東京駅まで行ってしまったら打ち合わせの時刻に遅刻してしまう所だった。

やはり松原は運に恵まれている。

すっかり目が覚めた松原は駅のホームから改札口へ向かう。

が、そこで違和感を感じる。
この違和感は足元からだ。

慌てて見下ろすと、

なんと今!

松原は靴下しか履いていないでは無いか!?

あぁ!靴は新幹線の座席に下だ!

とんでもない失態…。

靴下だけでホームに佇む松原。
すぐさま靴下原は駅員に相談する事に。

「すみません、靴を新幹線の中に忘れてしまって…」
「く、靴!?」

もし松原が靴を履いた完全な状態であれば間違いなくJR東日本のこいつを蹴っているぐらいバカにしたリアクション。
しかし靴下野郎にそんな力も権利も無い。

「そうなんです。靴が無いと大変なので取りに行きたいのですが…」
「…そうですよね。では列車に確認しますので乗車券はお持ちですか?」
「はい。」

ポケットをまさぐるが乗車券は入っていない。

あれ?そ…そうだ!乗車券は窓の所に置いてたんだ!

「すみません、乗車券も忘れました。」

遂に駅員をおちょくってると思われてもしょうがない状況が完成する。

「乗車券もですか?」
駅員の顔はスケートリンクの上に靴下でいるぐらいの冷たさである。

「は、はい。すみません。

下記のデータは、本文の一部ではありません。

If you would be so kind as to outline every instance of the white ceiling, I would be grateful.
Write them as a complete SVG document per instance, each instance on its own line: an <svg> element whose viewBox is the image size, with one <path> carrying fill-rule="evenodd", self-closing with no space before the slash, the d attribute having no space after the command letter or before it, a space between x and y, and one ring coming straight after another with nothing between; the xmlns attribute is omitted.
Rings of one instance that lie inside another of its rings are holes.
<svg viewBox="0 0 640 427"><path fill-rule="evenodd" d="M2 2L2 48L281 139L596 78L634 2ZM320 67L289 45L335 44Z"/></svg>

」
「はぁ…では靴下で申し訳ないですが駅員室までご足労頂けますか?」

文字通り足元を見てきた駅員に案内され、駅員室内の全員の前で再度事情を説明させられる辱めを受ける。
そして靴下野郎にスリッパを恵んでもらい東京駅で松原の靴と乗車券を確保してもらう。
そして靴下からスリッパへ成長した松原は次の新幹線で東京駅まで向かい、遂に靴を取り戻したのだ。

もちろんこの後の打合せは遅刻し、気まずい思いをしたが、靴下姿でホームに佇んでいたあの辛さと比べると足下にも及ばない。
靴の大事さを痛感すると共にJR東日本がいなかったら今頃靴下のままである。
本当に今回は彼らに足元を救われましたね!

※【足元をすくわれる】意味:意表を突かれるさまなどを意味する表現。